Adopting an internal strategy for People Analytics marks a key milestone in the evolution of HR. Bersin by Deloitte recently found that 56 percent of HR functions are still in a phase of reactive and operational reporting. Applying the blanket assumption that your organization is "not ready" for people analytics is an easy resignation to remaining at a lower level of HR maturity.

Learning what you can do well today and what you can't yet tackle is the first step to embracing a new data-focused direction for your HR team. Feel like this is easier said than done? Start with the following three tips.

1. Understand Your Data

Just because many organizations work around imperfect data doesn't mean we should aspire to do so. Get to know your data well, teach others what they can to improve quality, and map data availability versus readiness. Familiarize yourself with the limitations of your data, and take on projects that are not heavily affected by those limitations.

2. Start Simple 

Take a look at these three quick metrics to help you get started. Each has been incorporated into Namely's own People Analytics strategy without the use of any special software. All three metrics use data that can be collected/calculated using any standard HRIS and/or free survey tools.

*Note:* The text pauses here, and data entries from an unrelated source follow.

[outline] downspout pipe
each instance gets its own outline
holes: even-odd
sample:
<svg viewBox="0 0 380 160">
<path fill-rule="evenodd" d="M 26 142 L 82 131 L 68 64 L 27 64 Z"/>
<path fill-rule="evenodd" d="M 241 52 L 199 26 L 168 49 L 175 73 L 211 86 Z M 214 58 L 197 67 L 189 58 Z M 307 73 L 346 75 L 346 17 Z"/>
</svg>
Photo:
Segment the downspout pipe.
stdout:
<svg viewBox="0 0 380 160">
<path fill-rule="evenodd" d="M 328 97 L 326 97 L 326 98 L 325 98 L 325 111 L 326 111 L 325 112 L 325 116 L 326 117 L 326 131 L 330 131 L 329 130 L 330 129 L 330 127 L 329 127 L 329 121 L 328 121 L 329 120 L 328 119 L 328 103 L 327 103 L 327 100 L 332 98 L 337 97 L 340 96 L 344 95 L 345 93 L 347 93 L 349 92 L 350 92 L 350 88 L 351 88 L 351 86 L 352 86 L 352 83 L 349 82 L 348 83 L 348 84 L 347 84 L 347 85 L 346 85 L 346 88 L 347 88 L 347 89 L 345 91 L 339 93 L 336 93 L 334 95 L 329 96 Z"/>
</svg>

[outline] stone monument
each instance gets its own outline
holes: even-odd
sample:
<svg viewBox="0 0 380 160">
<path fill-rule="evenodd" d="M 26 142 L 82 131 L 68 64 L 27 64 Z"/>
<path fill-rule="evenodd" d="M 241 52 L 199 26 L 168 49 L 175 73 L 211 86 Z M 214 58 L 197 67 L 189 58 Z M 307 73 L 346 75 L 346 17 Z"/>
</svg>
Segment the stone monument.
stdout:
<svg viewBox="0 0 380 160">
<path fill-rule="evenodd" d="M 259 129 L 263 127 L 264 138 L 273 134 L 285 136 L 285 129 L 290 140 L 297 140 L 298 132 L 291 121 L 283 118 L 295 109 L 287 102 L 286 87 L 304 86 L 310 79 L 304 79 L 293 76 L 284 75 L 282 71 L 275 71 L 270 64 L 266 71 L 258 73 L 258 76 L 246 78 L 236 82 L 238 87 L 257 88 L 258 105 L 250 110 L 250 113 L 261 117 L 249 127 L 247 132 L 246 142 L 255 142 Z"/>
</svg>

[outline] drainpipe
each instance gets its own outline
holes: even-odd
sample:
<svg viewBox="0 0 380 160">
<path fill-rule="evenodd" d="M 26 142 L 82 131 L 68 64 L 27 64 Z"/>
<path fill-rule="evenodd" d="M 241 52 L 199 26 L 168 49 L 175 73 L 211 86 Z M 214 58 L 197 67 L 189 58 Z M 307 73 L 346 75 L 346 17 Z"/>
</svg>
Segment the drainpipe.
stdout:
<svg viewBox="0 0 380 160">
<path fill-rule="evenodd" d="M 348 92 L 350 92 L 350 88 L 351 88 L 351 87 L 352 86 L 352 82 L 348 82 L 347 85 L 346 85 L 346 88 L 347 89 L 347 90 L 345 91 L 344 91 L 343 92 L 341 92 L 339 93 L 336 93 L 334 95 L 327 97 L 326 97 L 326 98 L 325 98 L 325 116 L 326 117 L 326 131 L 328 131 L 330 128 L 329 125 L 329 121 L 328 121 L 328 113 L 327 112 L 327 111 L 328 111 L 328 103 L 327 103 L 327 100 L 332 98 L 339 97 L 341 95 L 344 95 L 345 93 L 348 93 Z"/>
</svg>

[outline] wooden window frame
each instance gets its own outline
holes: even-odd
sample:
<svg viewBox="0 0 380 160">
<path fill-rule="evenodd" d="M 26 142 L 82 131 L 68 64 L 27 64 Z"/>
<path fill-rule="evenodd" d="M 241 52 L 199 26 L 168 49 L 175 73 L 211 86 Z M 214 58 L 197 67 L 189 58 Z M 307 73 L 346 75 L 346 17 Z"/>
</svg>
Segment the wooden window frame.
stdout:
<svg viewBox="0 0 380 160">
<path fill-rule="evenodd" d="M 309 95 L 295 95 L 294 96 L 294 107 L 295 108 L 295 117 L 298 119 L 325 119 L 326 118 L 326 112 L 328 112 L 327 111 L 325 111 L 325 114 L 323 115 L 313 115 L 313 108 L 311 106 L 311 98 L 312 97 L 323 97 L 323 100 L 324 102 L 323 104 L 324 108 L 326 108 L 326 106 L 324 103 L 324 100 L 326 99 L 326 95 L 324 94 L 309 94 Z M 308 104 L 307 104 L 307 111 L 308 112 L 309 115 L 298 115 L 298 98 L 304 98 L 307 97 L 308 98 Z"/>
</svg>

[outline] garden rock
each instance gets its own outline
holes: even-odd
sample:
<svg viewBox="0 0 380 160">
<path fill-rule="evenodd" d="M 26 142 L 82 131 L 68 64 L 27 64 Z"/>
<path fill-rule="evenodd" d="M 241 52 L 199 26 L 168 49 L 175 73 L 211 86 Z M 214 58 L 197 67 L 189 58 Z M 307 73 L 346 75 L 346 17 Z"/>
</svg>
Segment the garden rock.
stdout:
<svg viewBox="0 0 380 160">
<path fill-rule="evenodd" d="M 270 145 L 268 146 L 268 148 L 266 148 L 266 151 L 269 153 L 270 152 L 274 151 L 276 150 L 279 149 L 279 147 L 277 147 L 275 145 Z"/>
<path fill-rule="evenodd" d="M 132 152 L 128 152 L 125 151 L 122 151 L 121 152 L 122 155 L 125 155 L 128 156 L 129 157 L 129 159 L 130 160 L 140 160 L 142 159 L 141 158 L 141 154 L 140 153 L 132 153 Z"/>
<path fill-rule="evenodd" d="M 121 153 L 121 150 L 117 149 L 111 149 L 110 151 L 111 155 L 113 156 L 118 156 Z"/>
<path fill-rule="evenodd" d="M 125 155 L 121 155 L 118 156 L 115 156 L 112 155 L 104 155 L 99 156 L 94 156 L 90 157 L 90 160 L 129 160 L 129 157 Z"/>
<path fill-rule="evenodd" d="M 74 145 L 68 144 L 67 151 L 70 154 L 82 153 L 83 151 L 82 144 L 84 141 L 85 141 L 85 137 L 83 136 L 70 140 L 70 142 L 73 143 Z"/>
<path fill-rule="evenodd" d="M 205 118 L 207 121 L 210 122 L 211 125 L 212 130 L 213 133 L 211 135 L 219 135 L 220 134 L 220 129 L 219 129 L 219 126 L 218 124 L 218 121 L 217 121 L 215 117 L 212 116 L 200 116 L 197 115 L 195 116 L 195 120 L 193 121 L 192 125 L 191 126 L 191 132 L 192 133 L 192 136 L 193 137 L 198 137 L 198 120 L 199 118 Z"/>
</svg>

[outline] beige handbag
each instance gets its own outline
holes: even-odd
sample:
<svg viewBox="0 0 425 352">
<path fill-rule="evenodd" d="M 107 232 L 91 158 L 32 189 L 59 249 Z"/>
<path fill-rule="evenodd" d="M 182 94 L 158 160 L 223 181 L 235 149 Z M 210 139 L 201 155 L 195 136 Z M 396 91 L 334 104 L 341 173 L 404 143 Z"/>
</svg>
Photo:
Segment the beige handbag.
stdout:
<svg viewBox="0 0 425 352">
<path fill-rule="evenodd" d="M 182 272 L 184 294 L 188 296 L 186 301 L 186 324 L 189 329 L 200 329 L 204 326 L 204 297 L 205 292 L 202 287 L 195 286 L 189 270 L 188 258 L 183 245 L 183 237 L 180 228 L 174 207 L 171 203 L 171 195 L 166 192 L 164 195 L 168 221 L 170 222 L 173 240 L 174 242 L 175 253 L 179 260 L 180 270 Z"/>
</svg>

3. Answer Questions That Matter

You're more likely to garner support and resources for your People data work if you tackle problems that matter to your internal stakeholders (e.g., pay equity, attrition driver analysis, etc.). Talk to your stakeholders and find out what they care about, define a specific research question, then take the leap.

Keeping up with the goings on of People Analytics is fantastic for knowledge sharing and professional growth, but don't paint other organizations with a broad brush of analytics potential and exclude your own from the bunch. It’s not always as complicated as you might think, and the resulting insights you can glean from HR analytics software can have a huge impact on your organization.